On Android, I delete folder/+, but this deletion is not propagated to my computer. I ignore + on Android. I get this error in the failed items on the computer:

“directory has been deleted on a remote device but is not empty; the contents are probably ignored on that remote device, but not locally”

My ignore pattern on Android is this:

(?d)**/+

I’ve also tried with:

(?d)**/+

I thought that (?d) should do the trick, but apparently it’s not. What am I missing?

I’ve checked this thread:

But I’m not sure how up to date Files matching (?d) rule aren't deleted - #9 by imsodin is.

Setup: Android device 1.18 Computer 1.18

I would test (?d)+ once, that should be enough.

Same error if I add (?d)+ to the list of patterns.

Is the file that you want to ignore actually called +? Could you post some screenshots of the GUI showing the aforementioned errors?

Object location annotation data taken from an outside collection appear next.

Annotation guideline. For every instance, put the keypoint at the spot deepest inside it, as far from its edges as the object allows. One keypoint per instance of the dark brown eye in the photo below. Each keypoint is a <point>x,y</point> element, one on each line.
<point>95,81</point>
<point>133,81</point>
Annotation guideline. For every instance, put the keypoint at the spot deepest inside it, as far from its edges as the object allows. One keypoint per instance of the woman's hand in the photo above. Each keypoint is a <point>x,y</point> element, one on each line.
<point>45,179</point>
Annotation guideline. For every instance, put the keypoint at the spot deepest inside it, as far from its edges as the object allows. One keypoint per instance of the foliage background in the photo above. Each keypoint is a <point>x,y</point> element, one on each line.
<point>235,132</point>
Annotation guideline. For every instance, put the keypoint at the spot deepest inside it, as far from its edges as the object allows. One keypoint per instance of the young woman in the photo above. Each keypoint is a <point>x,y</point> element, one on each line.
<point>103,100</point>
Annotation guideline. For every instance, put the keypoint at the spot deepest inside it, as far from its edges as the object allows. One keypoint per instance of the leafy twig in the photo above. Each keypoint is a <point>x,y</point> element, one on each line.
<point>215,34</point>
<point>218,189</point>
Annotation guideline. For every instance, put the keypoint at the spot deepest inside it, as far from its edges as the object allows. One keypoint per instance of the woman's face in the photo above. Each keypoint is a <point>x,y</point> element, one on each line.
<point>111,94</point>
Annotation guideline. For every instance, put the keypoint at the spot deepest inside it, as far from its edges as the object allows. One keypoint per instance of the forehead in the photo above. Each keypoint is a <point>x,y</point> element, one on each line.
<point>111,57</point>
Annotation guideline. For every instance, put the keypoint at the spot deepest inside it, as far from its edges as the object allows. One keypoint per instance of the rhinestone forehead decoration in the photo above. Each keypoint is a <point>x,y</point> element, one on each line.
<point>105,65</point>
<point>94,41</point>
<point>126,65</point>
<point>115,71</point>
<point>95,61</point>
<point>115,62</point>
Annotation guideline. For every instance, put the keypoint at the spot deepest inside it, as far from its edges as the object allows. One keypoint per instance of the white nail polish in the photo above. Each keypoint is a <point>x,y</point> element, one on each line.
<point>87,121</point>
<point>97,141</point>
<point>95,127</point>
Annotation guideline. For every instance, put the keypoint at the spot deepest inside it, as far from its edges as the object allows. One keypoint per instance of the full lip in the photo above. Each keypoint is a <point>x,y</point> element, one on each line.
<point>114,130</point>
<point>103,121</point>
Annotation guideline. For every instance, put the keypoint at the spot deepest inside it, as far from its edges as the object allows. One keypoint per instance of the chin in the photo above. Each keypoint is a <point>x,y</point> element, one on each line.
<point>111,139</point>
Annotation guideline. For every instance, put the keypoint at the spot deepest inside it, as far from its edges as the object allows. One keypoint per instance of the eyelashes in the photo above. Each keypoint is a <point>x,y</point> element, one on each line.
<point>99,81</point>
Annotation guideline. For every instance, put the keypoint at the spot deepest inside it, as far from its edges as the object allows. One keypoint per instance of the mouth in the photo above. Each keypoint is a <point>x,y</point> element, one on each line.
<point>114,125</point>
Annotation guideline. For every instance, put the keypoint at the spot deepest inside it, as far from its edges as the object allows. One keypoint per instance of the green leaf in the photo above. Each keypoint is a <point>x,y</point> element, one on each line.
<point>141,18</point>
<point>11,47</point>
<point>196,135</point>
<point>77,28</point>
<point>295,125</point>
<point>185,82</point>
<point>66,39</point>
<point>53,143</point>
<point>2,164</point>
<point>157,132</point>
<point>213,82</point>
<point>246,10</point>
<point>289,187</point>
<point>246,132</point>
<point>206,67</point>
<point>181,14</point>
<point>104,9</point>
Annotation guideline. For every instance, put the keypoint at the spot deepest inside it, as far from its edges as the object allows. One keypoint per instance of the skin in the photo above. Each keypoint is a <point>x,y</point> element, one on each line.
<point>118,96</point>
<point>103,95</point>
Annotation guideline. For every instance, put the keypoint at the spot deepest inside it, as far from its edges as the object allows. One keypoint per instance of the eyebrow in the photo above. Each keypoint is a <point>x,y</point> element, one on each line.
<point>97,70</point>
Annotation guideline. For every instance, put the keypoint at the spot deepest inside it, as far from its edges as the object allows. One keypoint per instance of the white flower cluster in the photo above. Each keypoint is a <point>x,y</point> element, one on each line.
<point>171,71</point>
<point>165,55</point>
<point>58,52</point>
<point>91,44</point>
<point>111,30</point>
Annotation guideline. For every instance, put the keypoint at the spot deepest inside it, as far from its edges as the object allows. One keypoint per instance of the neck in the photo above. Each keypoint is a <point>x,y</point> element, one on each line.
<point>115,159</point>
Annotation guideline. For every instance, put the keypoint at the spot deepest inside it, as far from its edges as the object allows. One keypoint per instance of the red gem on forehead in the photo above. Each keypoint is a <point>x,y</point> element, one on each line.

Is the file that you want to ignore actually called +?

It’s a folder, and yes it’s called +.

The error does not look like its talking about +.

+ is a subfolder of the folder mentioned in the screenshot.

To clarify, I’m actually deleting folder (and thus folder/+ as well) on Android. On my computer, everything but folder/+ (and the files it contains) is deleted. I’d like to ensure that folder/+ is deleted as well on the computer.

I don’t think (?d)foo/+ is recursive, namely it only ignores the directory itself, not it’s content.

(?d)foo/+/** might work, but I am not sure.

Right now these are my patterns:

(?d)**/+/**
(?d)+

but it doesn’t work like this apparently.

I want to ignore all folders named + hence the first pattern.

Any other idea I can try out? It looks like a simple use-case for a (?d) pattern, doesn’t it?

Could you give a concrete example of a (full) path that has this problem? You can censor or rename the files if you don’t want to share them. I will try to recreate the exact paths in my system and see what happens here.

Within a shared folder, have this:

folder1/+/test_file.txt

given no .stignore on device A, and these patterns on device B:

flac/
(?i)(?d)**/*.flac
(?d)**/+/**
(?d)+

(the first two shouldn’t be relevant).

From device B, delete folder1 (which never had folder1/+ to begin with, but did have folder1).

This results in a failed item folder1 on device A.

What is the content (in the filesystem) of folder1 on A?

Yeah, so I have just tested this myself. I don’t think that this is how (?d) is supposed to work. Basically, you need to have (?d)+ ignored on device A (not B), and then if you delete folder1 on device B, device A will also delete it (together with its + subfolder).

Can contain anything else, but it contains +.

And after deletion on B, it still contains the files it contained before, because of the failure I guess.

Ok thanks for the clarification, I misunderstood then, I’ll try this out!

Ah I missed that bit: Indeed if device B deletes folder1 while having ignored some children, and A has not ignored those children, you will get that error. That’s working as intended, as A is told to delete folder1 but is not told anything about deleting the child, so it doesn’t delete the child. You need to ignore it with (?d) everywhere.

Yes that seems to do the trick on device A, thank you both!

The problem with this approach is that I will have to ignore this on all other devices that share this folder, or I will have similar errors. Would it makes sense to have a flag `?D? implementing the behavior I expected? Or is that too much of a footgun?

How would that work? The device ignores the item, it might not even have it, so it can’t tell anyone else to delete it. Plus I am pretty sure if one could come up with something “consistent”, then it would be too much of a footgun (would amount to deleting items automatically).

In my example, the device would say “delete everything in folder1 including what I have no clue about that’s inside this folder”. It’s not about the ignored item itself, but deleting a parent of it, and what changes are propagated.